Each time my co-worker made inappropriate comments I always corrected her in a professional manner.  Maybe if I would have gone all “Gangsta Boo” on her then she wouldn’t have made so many racist cracks, but that’s not my way of doing things. My professional warnings went out the window as she continued to stereotype virtually every black person that went in and out of the office and did so as though it was funny.  She told me to call black applicants and to use my “black” voice to relate to them.  I asked her for clarity into what a “black voice” sounds like so she started mocking what she thought black women talk like. Trust me, it wasn’t flattering. When I told her that her comments and behaviors were racist and needed to stop, she had the nerve to say she was part Native American so she couldn’t possibly be racist.  I guess I must have missed the memo that exempted racist behaviors from people who could claim a different ethnicity.

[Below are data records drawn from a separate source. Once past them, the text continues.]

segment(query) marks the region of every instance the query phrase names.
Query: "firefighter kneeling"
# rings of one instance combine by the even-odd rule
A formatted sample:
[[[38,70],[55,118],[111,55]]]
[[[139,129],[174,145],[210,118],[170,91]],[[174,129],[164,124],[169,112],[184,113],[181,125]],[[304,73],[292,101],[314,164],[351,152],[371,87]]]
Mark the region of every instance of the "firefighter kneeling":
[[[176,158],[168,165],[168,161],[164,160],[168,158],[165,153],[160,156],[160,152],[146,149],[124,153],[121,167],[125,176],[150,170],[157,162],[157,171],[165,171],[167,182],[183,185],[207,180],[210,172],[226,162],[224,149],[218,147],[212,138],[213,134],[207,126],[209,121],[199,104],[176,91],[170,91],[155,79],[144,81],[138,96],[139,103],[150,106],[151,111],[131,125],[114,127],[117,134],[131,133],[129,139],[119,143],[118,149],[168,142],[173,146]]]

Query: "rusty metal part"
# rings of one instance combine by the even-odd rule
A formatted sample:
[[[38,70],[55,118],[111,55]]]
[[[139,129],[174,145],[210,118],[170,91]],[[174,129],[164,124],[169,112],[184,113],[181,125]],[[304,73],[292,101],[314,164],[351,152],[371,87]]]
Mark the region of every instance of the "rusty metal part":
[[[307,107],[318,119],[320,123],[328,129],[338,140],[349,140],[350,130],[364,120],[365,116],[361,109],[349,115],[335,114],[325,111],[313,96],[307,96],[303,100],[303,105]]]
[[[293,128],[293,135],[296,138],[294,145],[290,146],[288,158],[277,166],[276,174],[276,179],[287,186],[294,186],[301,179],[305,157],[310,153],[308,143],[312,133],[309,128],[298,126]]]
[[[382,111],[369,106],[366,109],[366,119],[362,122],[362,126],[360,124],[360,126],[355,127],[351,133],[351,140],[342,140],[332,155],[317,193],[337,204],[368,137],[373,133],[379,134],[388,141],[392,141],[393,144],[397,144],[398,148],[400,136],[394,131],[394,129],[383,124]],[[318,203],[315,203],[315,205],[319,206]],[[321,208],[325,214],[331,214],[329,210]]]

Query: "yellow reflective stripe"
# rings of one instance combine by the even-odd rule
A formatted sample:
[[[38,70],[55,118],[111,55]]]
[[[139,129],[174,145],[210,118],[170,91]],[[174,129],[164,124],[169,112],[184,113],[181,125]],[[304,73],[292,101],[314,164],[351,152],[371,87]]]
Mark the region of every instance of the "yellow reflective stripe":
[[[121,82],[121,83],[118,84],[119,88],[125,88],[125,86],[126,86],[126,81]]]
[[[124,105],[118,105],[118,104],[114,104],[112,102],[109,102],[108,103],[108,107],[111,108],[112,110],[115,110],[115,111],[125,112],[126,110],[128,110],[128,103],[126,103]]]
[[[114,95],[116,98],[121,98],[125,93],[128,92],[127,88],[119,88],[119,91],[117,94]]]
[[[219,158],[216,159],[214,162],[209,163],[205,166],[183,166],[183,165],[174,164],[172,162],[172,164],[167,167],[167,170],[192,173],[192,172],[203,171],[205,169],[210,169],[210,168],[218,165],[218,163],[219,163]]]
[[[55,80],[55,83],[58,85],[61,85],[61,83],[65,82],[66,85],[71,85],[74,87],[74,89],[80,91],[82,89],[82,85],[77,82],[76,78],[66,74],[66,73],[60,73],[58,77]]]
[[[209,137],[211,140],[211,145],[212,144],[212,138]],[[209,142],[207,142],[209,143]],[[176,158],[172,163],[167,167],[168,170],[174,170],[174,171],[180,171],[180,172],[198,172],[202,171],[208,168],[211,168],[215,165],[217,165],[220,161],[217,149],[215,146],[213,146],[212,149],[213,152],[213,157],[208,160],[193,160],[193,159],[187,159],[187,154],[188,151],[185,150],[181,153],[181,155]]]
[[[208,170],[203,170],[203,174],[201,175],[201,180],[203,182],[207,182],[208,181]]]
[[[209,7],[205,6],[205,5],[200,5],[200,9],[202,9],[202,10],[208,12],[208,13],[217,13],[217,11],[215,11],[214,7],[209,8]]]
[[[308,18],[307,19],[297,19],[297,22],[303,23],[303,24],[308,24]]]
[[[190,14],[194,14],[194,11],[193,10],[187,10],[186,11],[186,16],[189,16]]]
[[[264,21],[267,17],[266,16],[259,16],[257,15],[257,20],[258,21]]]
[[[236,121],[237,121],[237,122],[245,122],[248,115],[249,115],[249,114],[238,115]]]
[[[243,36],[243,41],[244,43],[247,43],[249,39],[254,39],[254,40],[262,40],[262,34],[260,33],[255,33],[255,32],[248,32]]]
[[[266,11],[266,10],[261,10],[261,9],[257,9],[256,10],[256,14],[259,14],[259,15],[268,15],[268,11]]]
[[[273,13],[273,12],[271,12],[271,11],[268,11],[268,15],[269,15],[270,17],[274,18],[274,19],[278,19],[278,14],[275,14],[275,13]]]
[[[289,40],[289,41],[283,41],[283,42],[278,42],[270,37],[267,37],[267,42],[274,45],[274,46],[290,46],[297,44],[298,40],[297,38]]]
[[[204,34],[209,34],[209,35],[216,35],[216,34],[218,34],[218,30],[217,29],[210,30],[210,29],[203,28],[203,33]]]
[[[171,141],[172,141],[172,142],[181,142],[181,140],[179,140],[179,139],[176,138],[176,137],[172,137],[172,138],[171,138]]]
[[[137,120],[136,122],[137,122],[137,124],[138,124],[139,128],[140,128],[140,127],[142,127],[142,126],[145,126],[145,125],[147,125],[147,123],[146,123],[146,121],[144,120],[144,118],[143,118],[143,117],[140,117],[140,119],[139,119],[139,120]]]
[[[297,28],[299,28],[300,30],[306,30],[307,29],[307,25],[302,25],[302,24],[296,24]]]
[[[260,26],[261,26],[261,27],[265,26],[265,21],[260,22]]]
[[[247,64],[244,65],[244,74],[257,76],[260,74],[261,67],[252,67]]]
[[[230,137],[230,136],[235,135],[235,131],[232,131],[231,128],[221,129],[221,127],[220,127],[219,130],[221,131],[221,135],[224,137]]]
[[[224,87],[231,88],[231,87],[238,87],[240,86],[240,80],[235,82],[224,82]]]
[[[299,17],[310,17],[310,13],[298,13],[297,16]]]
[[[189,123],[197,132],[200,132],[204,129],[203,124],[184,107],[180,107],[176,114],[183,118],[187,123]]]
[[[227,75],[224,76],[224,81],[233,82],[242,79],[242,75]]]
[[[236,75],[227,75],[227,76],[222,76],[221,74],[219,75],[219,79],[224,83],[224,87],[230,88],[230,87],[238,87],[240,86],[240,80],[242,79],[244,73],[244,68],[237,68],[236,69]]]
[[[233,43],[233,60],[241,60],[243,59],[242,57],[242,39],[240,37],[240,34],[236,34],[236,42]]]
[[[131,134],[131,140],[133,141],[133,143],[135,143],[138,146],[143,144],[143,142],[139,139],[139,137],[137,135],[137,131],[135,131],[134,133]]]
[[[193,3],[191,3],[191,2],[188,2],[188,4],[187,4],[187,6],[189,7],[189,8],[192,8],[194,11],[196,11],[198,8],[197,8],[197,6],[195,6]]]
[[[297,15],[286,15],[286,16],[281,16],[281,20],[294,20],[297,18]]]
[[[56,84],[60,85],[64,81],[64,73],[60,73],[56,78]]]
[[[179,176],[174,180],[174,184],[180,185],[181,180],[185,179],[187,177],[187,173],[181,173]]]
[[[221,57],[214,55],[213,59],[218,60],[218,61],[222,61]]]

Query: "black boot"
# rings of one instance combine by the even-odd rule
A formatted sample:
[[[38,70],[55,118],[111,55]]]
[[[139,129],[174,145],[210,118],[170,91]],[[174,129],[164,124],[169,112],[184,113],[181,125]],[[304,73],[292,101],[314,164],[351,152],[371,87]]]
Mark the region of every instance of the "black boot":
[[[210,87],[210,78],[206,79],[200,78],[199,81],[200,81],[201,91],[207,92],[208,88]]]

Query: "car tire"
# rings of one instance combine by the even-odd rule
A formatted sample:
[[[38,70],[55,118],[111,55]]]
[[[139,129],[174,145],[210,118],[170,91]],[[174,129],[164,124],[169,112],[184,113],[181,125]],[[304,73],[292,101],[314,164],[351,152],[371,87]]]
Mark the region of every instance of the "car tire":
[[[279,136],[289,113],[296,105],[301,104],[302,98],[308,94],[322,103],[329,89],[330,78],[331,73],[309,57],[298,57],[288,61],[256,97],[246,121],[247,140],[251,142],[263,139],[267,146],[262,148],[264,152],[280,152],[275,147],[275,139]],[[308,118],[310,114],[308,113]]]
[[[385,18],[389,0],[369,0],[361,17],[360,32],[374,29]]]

Since addressing my concerns with my co-worker fell on deaf ears, I decided to solicit management’s assistance in stopping her behavior. One manager never followed up with my issues, while another manager said she would say something to the co-worker so that her behavior would stop.  Unfortunately, my co-worker’s antics continued.

I sent an e-mail to my co-workers and managers outlining the racist comments and attitudes that were occurring at the company.  In the e-mail I suggested diversity training as a potential solution to what was then an ongoing issue.  I told my manager that I sent her an e-mail and that I wanted her to read it.  She read it, asked me to come into her office, and decided to fire me five minutes later.

That experience would have left me humiliated and broken had I not known that my termination was illegal. My state’s Civil Rights Commission accepted my case, conducted an investigation, and informed me that the company was interested in offering me financial compensation for all of my pain and suffering. Their offer didn’t heal my wounds, but I won’t front, it did make a nice Band-Aid. I think so often many of us sit around and accept egregious behavior because we don’t want to look like we’re not a team player at work, or because we’re afraid of what can happen. But at some point, it’s hard to look yourself in the mirror knowing you allow people to disrespect you and your people on a daily basis because they think it’s harmless and funny. Newsflash: It’s not funny and it’s definitely not right to stand by and let people think that such behavior is acceptable. You don’t have to argue with these people, you don’t have to act a fool. You can go directly to management or just lay down the law to your co-worker in a calm and respectful manner, but however you choose to act, don’t do nothing.